Le libre-arbitre existe-t-il ?

J'ai traduit ci-dessous un article de Bernardo Kastrup sur le libre-arbitre qui pourra intéresser les plus philosophes de mes lecteurs.

Sa conclusion demande à être développée car même si tout provient ultimement de la volonté chez Schopenhauer, celle-ci est aveugle et inconsciente.

Peut-on encore parler de libre-arbitre alors?

Plutôt de spontanéité libre.

jlr

 

Source

 

 

dessin libre arbitre

 

 Oui, le libre arbitre existe

"Au moins depuis les Lumières, au XVIIIe siècle, l'une des questions les plus centrales de l'existence humaine est de savoir si nous disposons du libre arbitre. À la fin du XXe siècle, certains pensaient que les neurosciences avaient réglé la question. Cependant, comme il est apparu récemment, tel n'était pas le cas. La réponse est pourtant fondamentale pour nos codes moraux, notre système de justice pénale, nos religions et même pour le sens même de la vie, car si chaque événement de la vie n'est que le résultat prévisible de lois mécaniques, on peut s'interroger sur le sens de tout cela.

Mais avant de nous demander si nous avons le libre arbitre, nous devons comprendre ce que nous entendons exactement par là. Une opinion commune et simple est que, si nos choix sont prédéterminés, alors nous n'avons pas de libre arbitre ; dans le cas contraire, nous le possédons. Pourtant, après mûre réflexion, ce point de vue s'avère étonnamment inapproprié.

Pour comprendre pourquoi, remarquez d'abord que le préfixe "pré" dans "choix prédéterminé" est tout à fait redondant. Non seulement tous les choix prédéterminés sont déterminés par définition, mais tous les choix déterminés peuvent également être considérés comme prédéterminés : ils résultent toujours de dispositions ou de nécessités qui les précèdent. Par conséquent, ce que nous demandons en réalité, c'est simplement si nos choix sont déterminés.

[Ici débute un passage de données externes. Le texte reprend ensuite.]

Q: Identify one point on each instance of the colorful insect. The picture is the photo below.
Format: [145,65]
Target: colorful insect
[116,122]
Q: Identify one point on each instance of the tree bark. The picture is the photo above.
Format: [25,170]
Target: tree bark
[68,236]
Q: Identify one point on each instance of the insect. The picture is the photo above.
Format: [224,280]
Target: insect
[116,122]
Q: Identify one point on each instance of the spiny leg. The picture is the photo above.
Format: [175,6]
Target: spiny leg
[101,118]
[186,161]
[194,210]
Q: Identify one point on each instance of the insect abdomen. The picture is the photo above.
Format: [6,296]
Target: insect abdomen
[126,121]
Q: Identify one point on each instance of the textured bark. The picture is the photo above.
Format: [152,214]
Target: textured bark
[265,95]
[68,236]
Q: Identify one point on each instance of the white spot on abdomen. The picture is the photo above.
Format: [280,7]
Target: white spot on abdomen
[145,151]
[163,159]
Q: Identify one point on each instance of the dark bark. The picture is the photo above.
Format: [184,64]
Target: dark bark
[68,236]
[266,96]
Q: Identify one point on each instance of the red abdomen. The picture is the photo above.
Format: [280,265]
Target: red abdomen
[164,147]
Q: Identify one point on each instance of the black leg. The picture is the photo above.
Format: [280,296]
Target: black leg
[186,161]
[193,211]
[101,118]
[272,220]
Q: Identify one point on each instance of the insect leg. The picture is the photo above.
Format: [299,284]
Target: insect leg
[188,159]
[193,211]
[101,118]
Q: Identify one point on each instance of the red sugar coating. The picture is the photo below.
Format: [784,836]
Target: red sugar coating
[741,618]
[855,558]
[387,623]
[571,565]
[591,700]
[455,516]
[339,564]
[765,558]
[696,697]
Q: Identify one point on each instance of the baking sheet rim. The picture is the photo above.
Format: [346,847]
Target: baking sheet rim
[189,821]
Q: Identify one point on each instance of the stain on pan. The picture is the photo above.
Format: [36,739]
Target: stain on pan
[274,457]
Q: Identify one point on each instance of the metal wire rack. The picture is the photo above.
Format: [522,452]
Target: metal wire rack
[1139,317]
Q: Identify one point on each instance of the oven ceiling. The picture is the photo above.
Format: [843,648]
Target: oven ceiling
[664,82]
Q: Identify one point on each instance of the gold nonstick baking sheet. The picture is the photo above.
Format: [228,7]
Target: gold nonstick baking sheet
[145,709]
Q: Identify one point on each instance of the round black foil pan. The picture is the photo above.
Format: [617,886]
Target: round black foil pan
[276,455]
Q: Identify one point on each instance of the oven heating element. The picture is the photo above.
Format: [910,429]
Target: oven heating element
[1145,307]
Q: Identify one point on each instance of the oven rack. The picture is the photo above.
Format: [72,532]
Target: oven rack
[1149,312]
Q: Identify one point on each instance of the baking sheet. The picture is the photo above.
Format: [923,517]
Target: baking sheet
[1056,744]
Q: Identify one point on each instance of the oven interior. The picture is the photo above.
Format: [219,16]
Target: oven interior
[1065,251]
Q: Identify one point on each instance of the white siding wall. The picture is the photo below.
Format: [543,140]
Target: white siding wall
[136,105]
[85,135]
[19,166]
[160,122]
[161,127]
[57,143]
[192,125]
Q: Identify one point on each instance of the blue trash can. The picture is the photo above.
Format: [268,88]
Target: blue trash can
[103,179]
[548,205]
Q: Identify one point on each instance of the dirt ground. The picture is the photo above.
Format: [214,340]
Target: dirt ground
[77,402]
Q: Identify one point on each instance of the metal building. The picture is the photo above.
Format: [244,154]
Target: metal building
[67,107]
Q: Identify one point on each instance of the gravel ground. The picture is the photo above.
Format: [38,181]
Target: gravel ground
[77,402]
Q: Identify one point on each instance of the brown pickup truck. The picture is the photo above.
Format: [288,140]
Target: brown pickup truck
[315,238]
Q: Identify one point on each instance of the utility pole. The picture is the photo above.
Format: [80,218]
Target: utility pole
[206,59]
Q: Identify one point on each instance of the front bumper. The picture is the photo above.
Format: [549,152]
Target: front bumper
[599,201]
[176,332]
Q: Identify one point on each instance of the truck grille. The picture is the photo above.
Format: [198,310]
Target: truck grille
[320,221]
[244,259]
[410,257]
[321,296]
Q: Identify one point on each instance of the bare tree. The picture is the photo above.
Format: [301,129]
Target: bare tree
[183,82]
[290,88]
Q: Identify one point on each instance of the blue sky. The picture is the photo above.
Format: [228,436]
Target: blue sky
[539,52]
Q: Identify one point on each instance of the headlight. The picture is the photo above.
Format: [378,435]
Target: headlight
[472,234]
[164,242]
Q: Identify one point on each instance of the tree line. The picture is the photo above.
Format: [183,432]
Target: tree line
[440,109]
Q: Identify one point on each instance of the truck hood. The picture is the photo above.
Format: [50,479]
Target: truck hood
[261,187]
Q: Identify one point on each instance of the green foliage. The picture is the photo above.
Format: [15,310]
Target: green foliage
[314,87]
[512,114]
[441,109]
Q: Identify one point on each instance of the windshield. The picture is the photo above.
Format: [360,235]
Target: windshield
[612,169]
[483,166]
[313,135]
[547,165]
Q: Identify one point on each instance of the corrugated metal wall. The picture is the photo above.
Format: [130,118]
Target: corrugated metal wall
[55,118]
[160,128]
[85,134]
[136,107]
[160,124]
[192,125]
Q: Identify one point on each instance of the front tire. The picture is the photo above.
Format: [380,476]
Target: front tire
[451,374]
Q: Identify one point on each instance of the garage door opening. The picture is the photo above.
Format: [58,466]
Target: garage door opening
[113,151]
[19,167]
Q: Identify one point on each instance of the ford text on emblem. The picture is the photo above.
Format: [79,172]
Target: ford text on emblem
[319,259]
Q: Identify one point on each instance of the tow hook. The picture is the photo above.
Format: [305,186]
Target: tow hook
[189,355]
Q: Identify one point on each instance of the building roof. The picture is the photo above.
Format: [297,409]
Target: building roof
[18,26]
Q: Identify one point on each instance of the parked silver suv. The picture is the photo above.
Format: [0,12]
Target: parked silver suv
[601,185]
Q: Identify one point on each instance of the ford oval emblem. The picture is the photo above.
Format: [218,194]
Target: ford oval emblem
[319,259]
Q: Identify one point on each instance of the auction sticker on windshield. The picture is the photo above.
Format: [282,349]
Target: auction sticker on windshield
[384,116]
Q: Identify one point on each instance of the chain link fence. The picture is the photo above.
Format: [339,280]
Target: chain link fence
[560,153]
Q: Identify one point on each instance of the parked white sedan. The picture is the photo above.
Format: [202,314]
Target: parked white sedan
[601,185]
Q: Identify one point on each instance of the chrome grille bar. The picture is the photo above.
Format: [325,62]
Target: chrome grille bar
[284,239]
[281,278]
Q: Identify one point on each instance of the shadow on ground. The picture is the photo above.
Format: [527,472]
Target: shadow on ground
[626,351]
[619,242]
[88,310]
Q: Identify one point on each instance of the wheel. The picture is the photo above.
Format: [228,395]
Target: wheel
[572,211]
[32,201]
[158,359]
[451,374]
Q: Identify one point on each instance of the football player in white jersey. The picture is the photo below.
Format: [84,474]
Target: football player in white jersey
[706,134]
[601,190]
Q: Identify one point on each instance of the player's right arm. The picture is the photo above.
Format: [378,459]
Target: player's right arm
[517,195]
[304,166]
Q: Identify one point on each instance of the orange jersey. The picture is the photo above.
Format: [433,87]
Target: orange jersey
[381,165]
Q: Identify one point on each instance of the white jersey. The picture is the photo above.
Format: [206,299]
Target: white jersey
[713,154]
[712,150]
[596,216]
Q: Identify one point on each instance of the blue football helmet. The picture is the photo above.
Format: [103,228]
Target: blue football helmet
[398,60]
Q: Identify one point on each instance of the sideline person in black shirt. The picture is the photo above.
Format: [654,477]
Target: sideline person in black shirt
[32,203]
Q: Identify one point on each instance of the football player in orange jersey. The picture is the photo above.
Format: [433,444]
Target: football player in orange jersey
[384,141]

Dans ce contexte, un choix libre serait un choix indéterminé. Mais qu'est-ce qu'un choix indéterminé ? Il ne peut être qu'aléatoire, car tout ce qui n'est pas fondamentalement aléatoire reflète une disposition ou une nécessité sous-jacente qui le détermine. Il n'y a pas d'espace sémantique entre le déterminisme et l'aléatoire qui pourrait s'accommoder de choix qui ne sont ni l'un ni l'autre. C'est un point tout simple mais important, car nous pensons souvent - de manière inconsciente - que les choix volontaires ne sont ni déterminés ni aléatoires.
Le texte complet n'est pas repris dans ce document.